Coronavirus e insonnia: come si può regolare il ritmo sonno veglia?
“La condizione di insonnia e di incapacità di addormentarsi sono connesse ad un’attivazione di tipo fisiologica che non ci consente di passare dalla normale condizione di veglia al sonno perché la condizione di sonno viene attivata dall’inattività. Se emotivamente noi abbiamo un’attivazione elevata, quando ad esempio siamo preoccupati per qualcosa, passiamo fisiologicamente dalla veglia al sonno e viceversa.
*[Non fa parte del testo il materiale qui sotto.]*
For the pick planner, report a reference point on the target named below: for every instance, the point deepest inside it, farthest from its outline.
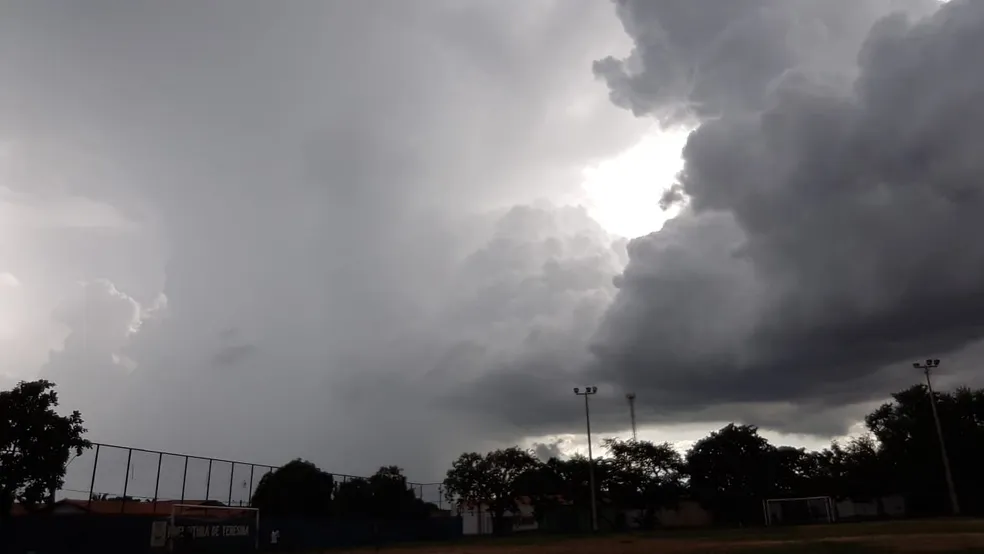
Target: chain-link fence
(110, 472)
(125, 474)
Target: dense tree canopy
(297, 488)
(490, 480)
(35, 443)
(733, 469)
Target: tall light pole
(588, 391)
(631, 398)
(929, 364)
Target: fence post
(92, 481)
(232, 473)
(126, 478)
(157, 482)
(252, 467)
(184, 479)
(208, 479)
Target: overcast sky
(383, 232)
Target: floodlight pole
(954, 503)
(588, 391)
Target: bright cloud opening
(623, 192)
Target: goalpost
(202, 528)
(798, 511)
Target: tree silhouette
(490, 480)
(298, 488)
(644, 475)
(35, 443)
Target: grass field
(965, 535)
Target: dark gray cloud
(318, 230)
(336, 181)
(832, 220)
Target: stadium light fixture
(951, 489)
(588, 391)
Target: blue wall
(123, 534)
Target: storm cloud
(833, 204)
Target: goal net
(200, 528)
(798, 511)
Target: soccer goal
(798, 511)
(203, 528)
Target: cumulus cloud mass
(352, 231)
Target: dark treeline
(300, 489)
(732, 470)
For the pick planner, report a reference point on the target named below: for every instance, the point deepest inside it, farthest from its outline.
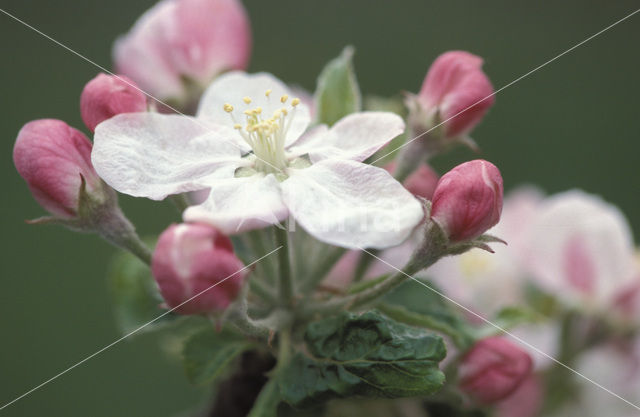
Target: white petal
(239, 204)
(351, 204)
(234, 86)
(154, 155)
(356, 137)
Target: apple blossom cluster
(300, 240)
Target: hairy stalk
(432, 248)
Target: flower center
(266, 135)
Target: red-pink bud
(455, 83)
(106, 96)
(468, 200)
(52, 156)
(180, 40)
(191, 258)
(493, 369)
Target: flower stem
(322, 269)
(285, 282)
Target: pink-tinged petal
(493, 369)
(141, 54)
(355, 137)
(153, 155)
(51, 156)
(457, 88)
(234, 86)
(178, 39)
(236, 205)
(208, 37)
(196, 269)
(580, 248)
(468, 200)
(106, 96)
(350, 204)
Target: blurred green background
(573, 123)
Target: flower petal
(356, 137)
(239, 204)
(154, 155)
(350, 204)
(234, 86)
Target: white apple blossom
(248, 144)
(580, 248)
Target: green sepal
(337, 92)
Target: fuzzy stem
(285, 282)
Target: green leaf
(366, 355)
(266, 405)
(136, 299)
(337, 93)
(414, 304)
(207, 354)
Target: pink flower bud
(52, 156)
(178, 40)
(455, 83)
(468, 200)
(106, 96)
(493, 369)
(191, 258)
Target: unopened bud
(106, 96)
(196, 269)
(54, 158)
(468, 200)
(493, 369)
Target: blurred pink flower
(493, 369)
(184, 40)
(580, 249)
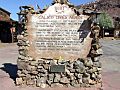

Ovviamente ci sono tutte una serie di raccomandazioni rispetto a quelli che noi definiamo i disturbi del sonno, che ci portano ad affermare la necessità di fare tutta una serie di cose routinarie che servono ad indurre e favorire una condizione di sonno e quindi di addormentamento” racconta la dottoressa. “Innanzitutto, prima di andare a letto non bisogna fare o vedere cose particolarmente attivanti, come un film dell’orrore per intenderci, bisogna evitare azioni che attivino la mente e mettere i pensieri dentro una scatola. Si possono utilizzare anche delle tecniche, individuate nel dalla psicologia – continua la ricercatrice -, che hanno a che fare con le immagini mentali in base alle quali individuo le preoccupazioni per poi metterle dentro la scatola ‘domani provo a far questo’. Se non si riesce bisogna spegnere il sistema di attivazione, utili sono quelle del respiro per indurre il rilassamento. Il contare le pecorelle è una tecnica di allontanamento dal pensiero preoccupante e rallenta il respiro”.

Come affrontare le emozioni negative?
“Si sconfiggono prendendo coscienza dei nostri limiti, senza fare i super eroi – sottolinea Baralla -. Noi ci troviamo in una situazione di pericolo e dobbiamo avere paura. Non avere paura ci metterebbe in pericolo. La paura, se non affrontata bene poi può diventare angoscia quando la persona è incapace di arginare questo sentimento. Per questo bisogna saper ammettere i propri limiti e parlare cercando aiuto”.

Quale fascia di età soffre di più la situazione di confinamento?
“Tutti ne risentono di questa situazione di quarantena, ovviamente a qualsiasi età ci sia coscienza, questo non vale ad esempio per i neonati. Di fatto la consapevolezza di non poter uscire può essere sofferta da adulti e bambini. Questi ultimi, in particolare hanno bisogno di tante spiegazioni e tante rassicurazioni da parte degli adulti – aggiunge la psicologa -. Hanno bisogno che qualcuno li ascolti e soddisfi tutte le loro curiosità. Per gli adolescenti svolgono un ruolo fondamentale i social, che li tengono in contatto con il mondo esterno mentre gli anziani devono essere attenzionati particolarmente perché sono costretti a un maggiore isolamento, destinati ad un periodo di grande sofferenza e solitudine”.

Cosa ci lascerà il coronavirus?
“Ci lascerà la fame di vita, il desiderio di voler godere di ogni singolo gesto, di ogni momento della nostra vita. Ci lascerà la consapevolezza dell’amore verso il prossimo perché se tutti rimaniamo in casa non lo facciamo solo per noi stessi ma soprattutto per chi ci sta accanto. Noi non dobbiamo allontanarci dagli altri perché abbiamo paura dell’uomo, noi – conclude la professoressa – abbiamo paura del virus che ci procura terrore e disgusto portandoci per difesa a mantenere le distanze. Dobbiamo amarci e preservarci un po’ di più perché solo così possiamo difendere le nostre famiglie per poter tornare a gioire dopo, perché in fondo è vero che andrà tutto bene!”.